How to detect and remove invalid unicode sequences in JavaScript

Given an input string, generate an output string where all invalid sequences are either removed or replaced with U+FFFD.

Is there a better method than implementing a state-machine char-by-char, or a non-native node.JS module available?

Invalid sequences are, for example, orphaned surrogates "\uD800", or other invalid multi-char sequences.

The regex needed to match invalid sequences depends on what you want to include.

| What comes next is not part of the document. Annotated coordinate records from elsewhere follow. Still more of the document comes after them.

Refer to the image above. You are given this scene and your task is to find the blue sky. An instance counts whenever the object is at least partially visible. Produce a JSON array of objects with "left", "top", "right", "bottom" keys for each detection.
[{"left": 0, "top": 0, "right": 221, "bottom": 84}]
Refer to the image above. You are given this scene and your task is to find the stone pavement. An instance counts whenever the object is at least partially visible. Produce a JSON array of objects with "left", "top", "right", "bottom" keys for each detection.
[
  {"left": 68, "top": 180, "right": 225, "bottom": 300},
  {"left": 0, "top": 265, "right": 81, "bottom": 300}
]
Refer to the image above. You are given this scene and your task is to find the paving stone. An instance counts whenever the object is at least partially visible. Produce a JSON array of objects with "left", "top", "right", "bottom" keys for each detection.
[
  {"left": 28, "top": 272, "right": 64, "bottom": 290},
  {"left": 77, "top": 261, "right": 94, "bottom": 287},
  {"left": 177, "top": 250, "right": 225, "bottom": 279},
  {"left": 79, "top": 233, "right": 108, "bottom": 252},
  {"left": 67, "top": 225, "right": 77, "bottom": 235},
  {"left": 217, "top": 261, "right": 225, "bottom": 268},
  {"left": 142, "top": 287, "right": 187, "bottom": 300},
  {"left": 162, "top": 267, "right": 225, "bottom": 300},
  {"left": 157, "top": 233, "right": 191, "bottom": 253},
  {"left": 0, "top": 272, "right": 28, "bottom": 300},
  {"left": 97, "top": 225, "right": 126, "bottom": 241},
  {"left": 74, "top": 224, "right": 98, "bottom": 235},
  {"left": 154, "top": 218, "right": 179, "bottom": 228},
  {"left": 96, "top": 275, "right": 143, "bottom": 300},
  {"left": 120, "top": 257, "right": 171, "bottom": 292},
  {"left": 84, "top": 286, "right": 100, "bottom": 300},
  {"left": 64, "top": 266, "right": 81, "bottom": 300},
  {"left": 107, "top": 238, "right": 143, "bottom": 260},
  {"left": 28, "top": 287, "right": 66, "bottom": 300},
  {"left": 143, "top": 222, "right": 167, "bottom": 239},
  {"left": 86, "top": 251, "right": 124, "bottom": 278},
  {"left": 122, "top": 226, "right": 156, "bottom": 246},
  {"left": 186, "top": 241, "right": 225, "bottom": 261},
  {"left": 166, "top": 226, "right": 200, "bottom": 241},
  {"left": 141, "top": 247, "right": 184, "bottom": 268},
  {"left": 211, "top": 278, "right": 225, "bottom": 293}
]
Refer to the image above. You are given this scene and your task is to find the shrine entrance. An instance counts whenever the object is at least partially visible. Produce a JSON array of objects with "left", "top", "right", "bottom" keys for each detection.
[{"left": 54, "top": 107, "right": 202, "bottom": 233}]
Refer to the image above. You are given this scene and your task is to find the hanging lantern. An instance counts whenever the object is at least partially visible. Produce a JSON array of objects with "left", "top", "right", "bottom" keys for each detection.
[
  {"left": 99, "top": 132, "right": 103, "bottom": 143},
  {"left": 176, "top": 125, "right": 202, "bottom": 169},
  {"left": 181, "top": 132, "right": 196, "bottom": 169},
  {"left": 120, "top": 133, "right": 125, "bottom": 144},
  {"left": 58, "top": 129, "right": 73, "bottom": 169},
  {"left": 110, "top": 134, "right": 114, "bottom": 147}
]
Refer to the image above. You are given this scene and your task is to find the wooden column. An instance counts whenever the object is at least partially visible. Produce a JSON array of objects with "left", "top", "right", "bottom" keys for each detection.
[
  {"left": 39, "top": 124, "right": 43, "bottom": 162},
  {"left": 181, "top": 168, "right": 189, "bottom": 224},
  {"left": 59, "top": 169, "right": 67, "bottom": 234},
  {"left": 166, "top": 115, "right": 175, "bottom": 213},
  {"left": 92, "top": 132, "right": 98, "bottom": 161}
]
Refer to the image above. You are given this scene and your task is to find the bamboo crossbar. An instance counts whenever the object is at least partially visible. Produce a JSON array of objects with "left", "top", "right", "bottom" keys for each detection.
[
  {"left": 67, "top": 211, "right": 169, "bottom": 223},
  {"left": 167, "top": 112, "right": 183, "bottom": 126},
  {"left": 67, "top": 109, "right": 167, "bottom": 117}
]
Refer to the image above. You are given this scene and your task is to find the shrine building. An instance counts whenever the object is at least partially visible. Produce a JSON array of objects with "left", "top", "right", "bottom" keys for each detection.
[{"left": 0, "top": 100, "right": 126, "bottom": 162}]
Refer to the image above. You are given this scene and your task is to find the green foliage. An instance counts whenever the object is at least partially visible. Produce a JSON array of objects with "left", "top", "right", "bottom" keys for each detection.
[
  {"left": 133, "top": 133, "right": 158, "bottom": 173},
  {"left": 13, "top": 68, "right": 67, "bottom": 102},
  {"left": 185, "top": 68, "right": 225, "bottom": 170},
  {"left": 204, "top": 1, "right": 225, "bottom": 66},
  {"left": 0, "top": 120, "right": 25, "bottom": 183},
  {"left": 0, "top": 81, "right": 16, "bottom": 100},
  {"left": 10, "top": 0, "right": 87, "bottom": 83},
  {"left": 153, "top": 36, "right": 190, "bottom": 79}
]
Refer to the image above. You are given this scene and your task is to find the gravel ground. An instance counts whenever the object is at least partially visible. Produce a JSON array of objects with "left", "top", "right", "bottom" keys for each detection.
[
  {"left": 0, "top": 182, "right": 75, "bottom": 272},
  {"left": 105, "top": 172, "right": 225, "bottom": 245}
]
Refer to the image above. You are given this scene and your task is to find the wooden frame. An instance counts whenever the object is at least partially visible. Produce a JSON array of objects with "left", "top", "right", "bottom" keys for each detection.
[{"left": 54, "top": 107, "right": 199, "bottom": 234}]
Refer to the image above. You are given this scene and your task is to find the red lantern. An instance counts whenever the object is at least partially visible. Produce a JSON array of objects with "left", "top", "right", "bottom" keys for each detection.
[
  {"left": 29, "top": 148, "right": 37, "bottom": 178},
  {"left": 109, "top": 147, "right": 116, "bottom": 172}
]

To replace orphaned surrogates with U+FFFD, you can use something like this:

var surrogates = /[\ud800-\udbff][\udc00-\udfff]|[\ud800-\udfff]/g;
str = str.replace(surrogates , function ($0) {
    return $0.length > 1 ? $0 : '\ufffd';
});

If you use the XRegExp library with its Unicode addons, you can use the \p{Cs} or \p{Surrogate} Unicode category instead of [\ud800-\udfff]. Using XRegExp will also give you easy access to other potentially relevant Unicode properties such as \p{Noncharacter_Code_Point}, \p{Co} or \p{Private_Use}, and \p{Cn} or \p{Unassigned}.

Since you're using Node.js, you can install XRegExp via npm using npm install xregexp. XRegExp's npm module automatically includes the Unicode addons.